Jesuits and the Book of Nature
Title | Jesuits and the Book of Nature PDF eBook |
Author | Francisco Malta Romeiras |
Publisher | BRILL |
Pages | 299 |
Release | 2019-09-16 |
Genre | Science |
ISBN | 9004382364 |
Jesuits and the Book of Nature: Science and Education in Modern Portugal offers an account of the Jesuits’ contributions to science and education after the restoration of the Society of Jesus in Portugal in 1858. As well as promoting an education grounded on an “alliance between religion and science,” the Portuguese Jesuits founded a scientific journal that played a significant role in the consolidation of taxonomy, plant breeding, biochemistry, and molecular genetics. In this book, Francisco Malta Romeiras argues that the priority the Jesuits placed on the teaching and practice of science was not only a way of continuing a centennial tradition but should also be seen as response to the adverse anticlerical milieu in which the restoration of the Society of Jesus took place.
Hitler’s Jewish Refugees
Title | Hitler’s Jewish Refugees PDF eBook |
Author | Marion Kaplan |
Publisher | Yale University Press |
Pages | 377 |
Release | 2020-01-07 |
Genre | History |
ISBN | 0300249500 |
An award-winning historian presents an emotional history of Jewish refugees biding their time in Portugal as they attempt to escape Nazi Europe This riveting book describes the experience of Jewish refugees as they fled Hitler to live in limbo in Portugal until they could reach safer havens abroad. Drawing attention not only to the social and physical upheavals of refugee life, Kaplan highlights their feelings as they fled their homes and histories while begging strangers for kindness. An emotional history of fleeing, this book probes how specific locations touched refugees’ inner lives, including the borders they nervously crossed or the overcrowded transatlantic ships that signaled their liberation.

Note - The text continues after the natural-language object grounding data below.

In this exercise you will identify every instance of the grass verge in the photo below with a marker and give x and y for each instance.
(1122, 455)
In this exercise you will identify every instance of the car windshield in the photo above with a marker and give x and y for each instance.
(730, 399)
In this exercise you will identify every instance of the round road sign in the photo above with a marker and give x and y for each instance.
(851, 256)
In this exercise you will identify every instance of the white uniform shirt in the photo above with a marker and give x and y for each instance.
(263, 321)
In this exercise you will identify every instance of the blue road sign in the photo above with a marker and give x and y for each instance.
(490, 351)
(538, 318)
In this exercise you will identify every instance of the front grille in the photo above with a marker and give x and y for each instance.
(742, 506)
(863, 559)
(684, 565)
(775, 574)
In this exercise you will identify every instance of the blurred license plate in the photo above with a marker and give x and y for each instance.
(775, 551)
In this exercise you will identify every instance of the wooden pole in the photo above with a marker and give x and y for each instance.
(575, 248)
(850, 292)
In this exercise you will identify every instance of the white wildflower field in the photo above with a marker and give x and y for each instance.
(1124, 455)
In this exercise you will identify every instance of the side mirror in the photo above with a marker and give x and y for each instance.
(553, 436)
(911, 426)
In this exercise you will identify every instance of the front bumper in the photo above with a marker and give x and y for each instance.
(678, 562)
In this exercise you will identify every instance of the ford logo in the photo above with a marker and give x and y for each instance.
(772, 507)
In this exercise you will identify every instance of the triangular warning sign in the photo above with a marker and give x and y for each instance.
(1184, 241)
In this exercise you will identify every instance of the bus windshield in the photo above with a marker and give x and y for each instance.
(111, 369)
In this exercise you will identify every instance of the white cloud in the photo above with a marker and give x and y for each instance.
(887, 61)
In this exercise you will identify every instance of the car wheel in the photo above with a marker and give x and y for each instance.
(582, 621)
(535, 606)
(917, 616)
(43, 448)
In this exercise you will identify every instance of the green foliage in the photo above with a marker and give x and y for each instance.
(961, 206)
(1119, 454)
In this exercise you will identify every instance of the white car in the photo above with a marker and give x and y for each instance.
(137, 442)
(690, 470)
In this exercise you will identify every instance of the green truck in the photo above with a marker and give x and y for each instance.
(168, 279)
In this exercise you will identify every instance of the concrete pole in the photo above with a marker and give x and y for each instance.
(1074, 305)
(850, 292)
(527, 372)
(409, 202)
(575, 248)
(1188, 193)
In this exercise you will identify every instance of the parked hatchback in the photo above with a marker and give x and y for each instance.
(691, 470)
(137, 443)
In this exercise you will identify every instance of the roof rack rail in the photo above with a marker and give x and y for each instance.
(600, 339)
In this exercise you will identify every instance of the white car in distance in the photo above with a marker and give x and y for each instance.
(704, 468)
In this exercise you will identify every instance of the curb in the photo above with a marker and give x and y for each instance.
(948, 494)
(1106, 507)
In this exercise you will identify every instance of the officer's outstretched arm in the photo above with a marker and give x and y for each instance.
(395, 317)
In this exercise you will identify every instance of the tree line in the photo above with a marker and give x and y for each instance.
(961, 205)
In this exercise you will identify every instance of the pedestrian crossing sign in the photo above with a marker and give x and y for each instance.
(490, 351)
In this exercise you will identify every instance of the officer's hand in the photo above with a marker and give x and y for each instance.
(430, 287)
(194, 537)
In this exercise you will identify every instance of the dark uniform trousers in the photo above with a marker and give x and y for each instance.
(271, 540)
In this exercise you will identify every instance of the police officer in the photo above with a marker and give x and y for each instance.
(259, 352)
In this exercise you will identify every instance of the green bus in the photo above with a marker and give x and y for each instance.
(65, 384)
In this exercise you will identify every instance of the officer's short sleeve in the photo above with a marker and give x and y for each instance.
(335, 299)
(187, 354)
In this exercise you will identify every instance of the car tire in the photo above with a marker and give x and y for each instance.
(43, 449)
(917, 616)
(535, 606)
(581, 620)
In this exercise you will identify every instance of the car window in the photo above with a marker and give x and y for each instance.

The Routledge Companion to Iberian Studies
Title | The Routledge Companion to Iberian Studies PDF eBook |
Author | Javier Muñoz-Basols |
Publisher | Taylor & Francis |
Pages | 744 |
Release | 2017-03-16 |
Genre | Foreign Language Study |
ISBN | 1317487311 |
This book provides a comprehensive, state-of-the-art account of the field, reaffirming Iberian Studies as a dynamic and evolving discipline offering promising areas of future research. It is an essential tool for research in Iberian Studies.